Later she’s forced into marriage and finds herself in the American colonies. Now the love story begins.

Finally, We Meet the Hero

At long last, we meet the hero, Mark Tennant, a truly decent human being who offers Carmody a different world she’s known, one filled with joy & love. Her response to him is heartbreaking:

“There was a time Mark, when I would have given my soul for such cherishing… But I lost my soul for much, much less.”

The most unusual aspect of this bodice ripper is that Carmody and Mark don’t consummate their relationship. At least, not in the book, although I assume they would after the novel ends.

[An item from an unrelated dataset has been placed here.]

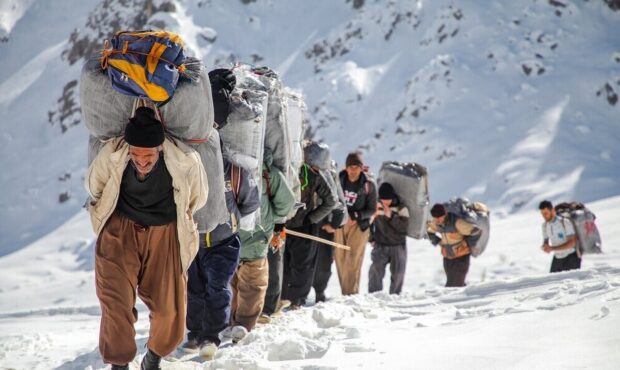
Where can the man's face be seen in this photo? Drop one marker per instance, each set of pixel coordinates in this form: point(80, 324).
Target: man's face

Carmody and Mark’s relationship transcends physical love. Theirs is a meeting of spirit. That is paramount to the meeting of flesh.

Final Analysis of The Golden Sovereigns

The Golden Sovereigns was such a pleasant surprise to encounter. Jocelyn Carew is an author whose works I’d like to know more about.

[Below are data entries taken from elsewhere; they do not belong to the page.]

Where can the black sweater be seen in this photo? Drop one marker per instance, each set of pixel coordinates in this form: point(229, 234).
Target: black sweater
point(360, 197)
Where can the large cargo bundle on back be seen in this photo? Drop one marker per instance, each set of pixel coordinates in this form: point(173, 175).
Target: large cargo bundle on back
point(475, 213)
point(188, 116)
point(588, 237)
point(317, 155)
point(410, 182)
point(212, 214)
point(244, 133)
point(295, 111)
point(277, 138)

I admit I’m not a patient reader. Although I adore vintage romances, the older I get, the more difficult they are to read. The long-page counts and tiny fonts usually cause my interest to wane. (ADHD is no fun.) I’ll put a book down, forgetting I ever started it. So many half-finished books!

There have been other romances where I have been less forgiving about the same flaws that The Golden Sovereigns has (ie, the heroine meeting the hero more than halfway through the book). Carew makes the journey worthwhile.

This was a skillfully written bodice ripper, very philosophical in nature. It delved into the strange depths of humanity.

The Golden Sovereigns fell short of perfection, however, due to the limited interaction between Carmody and Mark. There was a more prominent emphasis on the villain, who was a fascinating character, but not as much as Mark.

I consider this to be an unexpected piece of great fiction. It simply lacked a little oomph at the end to make it perfect.

4.5 Stars

Rating Report Card
Fun Factor
Overall: 4.5


Surging with passion and epic power, The Golden Sovereigns sweeps from the proud family estates of England to the exotic West Indies to the sprawling plantations of the Virginia Colony — and, against the pageantry and adventure of an enthralling age, reveals the fiery spirit of a beautiful woman destined for blazing desire.

Thrust into the tumultuous events of two continents — and into the lustful embraces of men of high and low station — Carmody Petrie braves enslavement, danger, and royal intrigue to conquer her tormentors…and to seal, in the arms of the adoring Mark Tennant, their fated bond of surpassing love.